Because DATAMARK VEP does not require a GIS expert to upload, edit, and validate GIS data, all stakeholders can participate in the production of data regardless of GIS experience. This is a benefit to counties that are not able to support full-time GIS experts.

Hurricane Michael devastated a significant portion of Jackson County in October 2018, exacerbating the rural area’s complex addressing challenges. Street addressing in rural areas is often inconsistent or nonconforming, particularly with homes built prior to 2000 and with mobile homes, both of which are abundant in Jackson County.

The hurricane complicated the county’s street addressing challenges. After clearing more than six million cubic yards of debris, the true extent of damage is clearer. More than 10,000 residences were damaged by the storm, about 1,000 severely. The rebuilding process provides Jackson County an opportunity to improve street addressing and public safety GIS in several ways that will help the county long-term.

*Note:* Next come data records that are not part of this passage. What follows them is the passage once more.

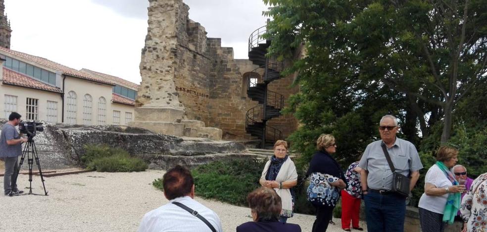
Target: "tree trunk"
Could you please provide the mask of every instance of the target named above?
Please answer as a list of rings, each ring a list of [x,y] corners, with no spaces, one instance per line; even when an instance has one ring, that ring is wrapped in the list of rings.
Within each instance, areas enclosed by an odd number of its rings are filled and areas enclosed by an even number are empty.
[[[453,103],[446,102],[443,109],[444,114],[444,120],[443,123],[443,132],[441,133],[441,140],[440,141],[441,144],[446,143],[448,140],[450,139],[450,136],[451,136],[451,126],[453,121],[452,110],[453,108]]]

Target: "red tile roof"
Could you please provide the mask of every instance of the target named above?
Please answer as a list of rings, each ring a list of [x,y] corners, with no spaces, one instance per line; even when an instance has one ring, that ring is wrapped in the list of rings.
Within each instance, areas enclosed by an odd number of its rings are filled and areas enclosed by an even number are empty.
[[[100,78],[109,80],[110,81],[119,84],[120,85],[124,86],[126,87],[129,88],[133,89],[134,90],[137,91],[139,89],[139,85],[135,83],[129,81],[127,80],[122,79],[120,77],[117,77],[116,76],[112,76],[111,75],[106,74],[105,73],[102,73],[101,72],[96,72],[87,68],[83,68],[80,71],[82,72],[87,72],[92,75],[94,75],[97,76]]]
[[[3,84],[40,89],[56,93],[62,93],[61,89],[44,83],[19,72],[12,71],[5,67],[3,68]]]
[[[50,61],[45,58],[40,57],[36,57],[29,54],[27,54],[16,51],[11,50],[10,49],[0,47],[0,52],[6,53],[11,55],[22,58],[25,59],[32,62],[39,63],[42,65],[48,67],[49,68],[62,72],[63,74],[68,76],[74,76],[79,78],[84,79],[92,81],[95,81],[102,84],[106,84],[110,85],[115,85],[113,83],[109,80],[98,78],[94,75],[87,73],[84,72],[78,71],[74,68],[71,68],[67,66]],[[7,55],[8,56],[8,55]]]
[[[129,106],[135,106],[135,101],[114,93],[112,93],[112,102]]]

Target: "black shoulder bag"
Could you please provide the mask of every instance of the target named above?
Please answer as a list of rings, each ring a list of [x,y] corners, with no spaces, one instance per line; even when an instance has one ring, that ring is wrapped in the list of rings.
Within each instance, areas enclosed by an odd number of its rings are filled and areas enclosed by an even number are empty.
[[[175,202],[173,201],[172,203],[176,205],[177,205],[178,206],[179,206],[180,207],[182,208],[185,210],[190,212],[190,214],[193,214],[195,217],[199,218],[199,220],[202,221],[205,224],[206,224],[206,226],[208,226],[208,227],[210,228],[210,230],[211,230],[211,231],[212,231],[213,232],[216,232],[216,230],[215,229],[215,228],[213,227],[213,225],[212,225],[210,223],[210,222],[206,220],[206,219],[204,218],[204,217],[203,217],[203,216],[198,214],[197,211],[195,210],[193,210],[193,209],[188,207],[188,206],[186,206],[184,204],[181,203]]]
[[[386,144],[383,143],[381,146],[382,147],[382,150],[384,151],[384,155],[386,155],[387,163],[389,164],[390,171],[392,172],[392,189],[391,191],[402,196],[407,197],[409,195],[409,183],[411,182],[411,180],[409,177],[400,173],[396,173],[395,168],[394,168],[394,165],[390,160],[390,157],[389,156],[389,153],[388,152],[387,148],[386,148]]]

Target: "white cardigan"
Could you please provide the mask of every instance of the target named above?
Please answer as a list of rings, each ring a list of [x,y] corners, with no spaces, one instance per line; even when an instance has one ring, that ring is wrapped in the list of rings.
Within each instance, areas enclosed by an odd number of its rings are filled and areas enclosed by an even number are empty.
[[[267,170],[271,166],[271,161],[269,160],[265,164],[264,167],[264,171],[262,171],[262,174],[260,176],[260,179],[265,181],[265,176],[267,174]],[[276,181],[277,182],[284,182],[297,180],[297,172],[296,171],[296,166],[294,166],[294,162],[291,159],[288,157],[288,159],[284,162],[283,166],[279,170],[279,173],[276,177]],[[281,200],[282,202],[283,210],[281,211],[281,215],[287,216],[288,217],[292,217],[292,214],[290,215],[286,212],[292,212],[292,200],[291,198],[291,192],[289,188],[275,188],[277,194],[281,197]],[[284,213],[283,214],[283,213]],[[284,215],[283,215],[284,214]]]

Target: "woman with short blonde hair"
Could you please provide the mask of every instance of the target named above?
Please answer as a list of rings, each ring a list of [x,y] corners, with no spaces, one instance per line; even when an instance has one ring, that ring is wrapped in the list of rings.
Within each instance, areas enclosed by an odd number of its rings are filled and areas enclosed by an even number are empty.
[[[451,171],[458,155],[454,148],[441,146],[437,151],[438,161],[426,173],[425,192],[418,205],[423,231],[444,231],[445,223],[453,223],[458,212],[465,186],[459,184]]]
[[[337,151],[335,137],[322,134],[316,140],[318,151],[313,155],[306,176],[310,184],[308,200],[316,208],[316,219],[312,232],[326,231],[332,220],[333,209],[340,197],[340,189],[346,186],[340,165],[331,155]]]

“Jackson County came to us with some challenges that we’re very experienced in solving,” said Luke Granlund, Business Development Advocate, DATAMARK. “After helping the county secure state grants, our team will now evaluate and assess workflows and the GIS address database for NG9-1-1 readiness. Then we’ll provide recommendations for the county’s road and addressing workflows from business process, technical and data architecture perspectives. After that’s complete, we will begin the complex task of working with the county to clean up the addressing data to ensure they have the highest quality GIS data to support public safety services.”

Granlund continued, “As a rural county with limited funding mechanisms, our customized project approach will enable Jackson County to transform their addressing and GIS data to meet NG9-1-1 standards and outline a sustainability plan that maximizes operational needs without significant financial impacts to the budget.”

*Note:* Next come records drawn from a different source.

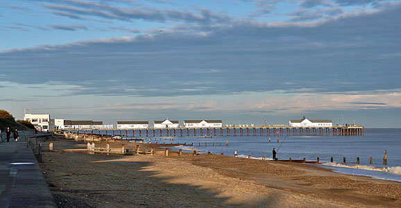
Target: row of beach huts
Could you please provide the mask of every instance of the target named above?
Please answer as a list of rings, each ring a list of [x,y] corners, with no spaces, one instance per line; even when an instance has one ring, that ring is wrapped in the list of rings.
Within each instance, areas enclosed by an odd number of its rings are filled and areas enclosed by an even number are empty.
[[[25,114],[24,120],[29,121],[37,128],[46,131],[53,129],[110,129],[114,128],[114,124],[104,124],[103,121],[74,121],[62,119],[50,119],[50,114]],[[153,121],[154,128],[219,128],[223,127],[221,120],[185,120],[183,125],[180,125],[178,121],[166,119]],[[147,121],[120,121],[117,122],[119,129],[145,129],[149,128]]]

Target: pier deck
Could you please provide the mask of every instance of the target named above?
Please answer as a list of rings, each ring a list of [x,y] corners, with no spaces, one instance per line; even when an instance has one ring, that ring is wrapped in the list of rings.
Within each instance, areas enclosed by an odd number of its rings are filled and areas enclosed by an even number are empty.
[[[253,127],[230,126],[219,128],[137,128],[137,129],[65,129],[63,131],[79,132],[89,135],[124,136],[130,135],[135,137],[177,137],[177,136],[361,136],[364,135],[362,125],[334,125],[331,127],[291,127],[284,125],[261,125]]]

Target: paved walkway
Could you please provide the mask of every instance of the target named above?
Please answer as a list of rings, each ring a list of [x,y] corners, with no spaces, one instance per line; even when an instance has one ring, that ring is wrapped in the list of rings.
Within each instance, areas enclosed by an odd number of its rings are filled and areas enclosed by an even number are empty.
[[[56,207],[26,142],[10,140],[0,143],[0,208]]]

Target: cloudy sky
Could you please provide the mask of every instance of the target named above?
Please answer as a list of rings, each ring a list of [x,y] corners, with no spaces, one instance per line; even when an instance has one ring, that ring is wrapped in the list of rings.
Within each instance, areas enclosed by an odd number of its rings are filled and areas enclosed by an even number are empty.
[[[401,128],[401,1],[6,0],[0,109]]]

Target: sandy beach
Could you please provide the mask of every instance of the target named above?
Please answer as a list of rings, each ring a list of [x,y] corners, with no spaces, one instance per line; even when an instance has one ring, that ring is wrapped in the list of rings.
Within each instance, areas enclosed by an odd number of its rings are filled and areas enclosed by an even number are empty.
[[[88,155],[86,147],[60,139],[43,153],[41,168],[60,207],[401,207],[400,182],[314,165],[215,155]]]

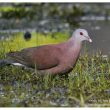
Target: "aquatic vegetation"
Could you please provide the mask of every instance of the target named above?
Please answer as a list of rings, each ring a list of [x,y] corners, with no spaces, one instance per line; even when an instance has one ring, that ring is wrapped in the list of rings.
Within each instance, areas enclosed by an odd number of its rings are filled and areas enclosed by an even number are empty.
[[[67,33],[57,33],[56,38],[51,33],[48,36],[32,33],[32,36],[25,41],[23,34],[17,33],[0,41],[0,58],[5,58],[9,51],[68,39]],[[0,68],[0,106],[110,106],[110,59],[101,52],[91,56],[85,52],[68,77],[42,77],[12,65]]]

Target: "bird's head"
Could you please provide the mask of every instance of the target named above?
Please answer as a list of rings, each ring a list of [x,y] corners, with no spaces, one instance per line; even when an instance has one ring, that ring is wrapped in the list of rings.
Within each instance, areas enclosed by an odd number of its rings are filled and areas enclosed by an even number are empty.
[[[88,32],[85,29],[76,29],[73,33],[73,36],[80,42],[85,40],[92,42],[92,39],[89,37]]]

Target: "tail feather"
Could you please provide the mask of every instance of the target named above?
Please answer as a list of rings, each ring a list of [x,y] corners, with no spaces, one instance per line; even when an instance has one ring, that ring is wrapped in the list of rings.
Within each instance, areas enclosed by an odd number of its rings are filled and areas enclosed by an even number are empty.
[[[10,65],[12,63],[13,63],[13,61],[11,61],[9,59],[3,59],[3,60],[0,60],[0,67],[6,66],[6,65]]]

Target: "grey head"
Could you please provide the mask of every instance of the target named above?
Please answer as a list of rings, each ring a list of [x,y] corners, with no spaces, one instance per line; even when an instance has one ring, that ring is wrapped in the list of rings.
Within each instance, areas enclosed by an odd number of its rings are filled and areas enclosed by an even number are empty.
[[[88,35],[88,32],[87,30],[85,29],[76,29],[74,32],[73,32],[73,35],[72,37],[76,40],[76,41],[79,41],[79,42],[82,42],[82,41],[89,41],[89,42],[92,42],[92,39],[89,37]]]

The full scope of solutions and services DATAMARK will provide include the following:

  • DATAMARK® QAP (Quality Assurance Plan) – Assessing the current state of road and addressing workflows.
  • DATAMARK Clean-Up Support Services – A multi-step review and correction of anomalies identified in the readiness assessment.
  • DATAMARK ACE (Address Comparison and Evaluation) – Comparing master address sources to other sources containing address points (i.e., trash records, parcels, utility databases, etc.) and identifying address candidates not within the master address data source.
  • Boundary Workshops – Facilitating individual workshops between Jackson County and neighboring jurisdictions (including Walton County and Washington County) to discuss the placement of PSAP and Emergency Service Boundaries.
  • DATAMARK VEP (Validate-Edit-Provision) – An industry leading Software as a Service (SaaS) product that supports ongoing address point, centerline, MSAG, ALI comparisons, ETL, evaluation tools, dissolved boundary checks, and error/validation reporting of geometry, topology, and attribution.
  • Support – Available within the DATAMARK VEP interface, a user can access customer support help with questions about DATAMARK VEP.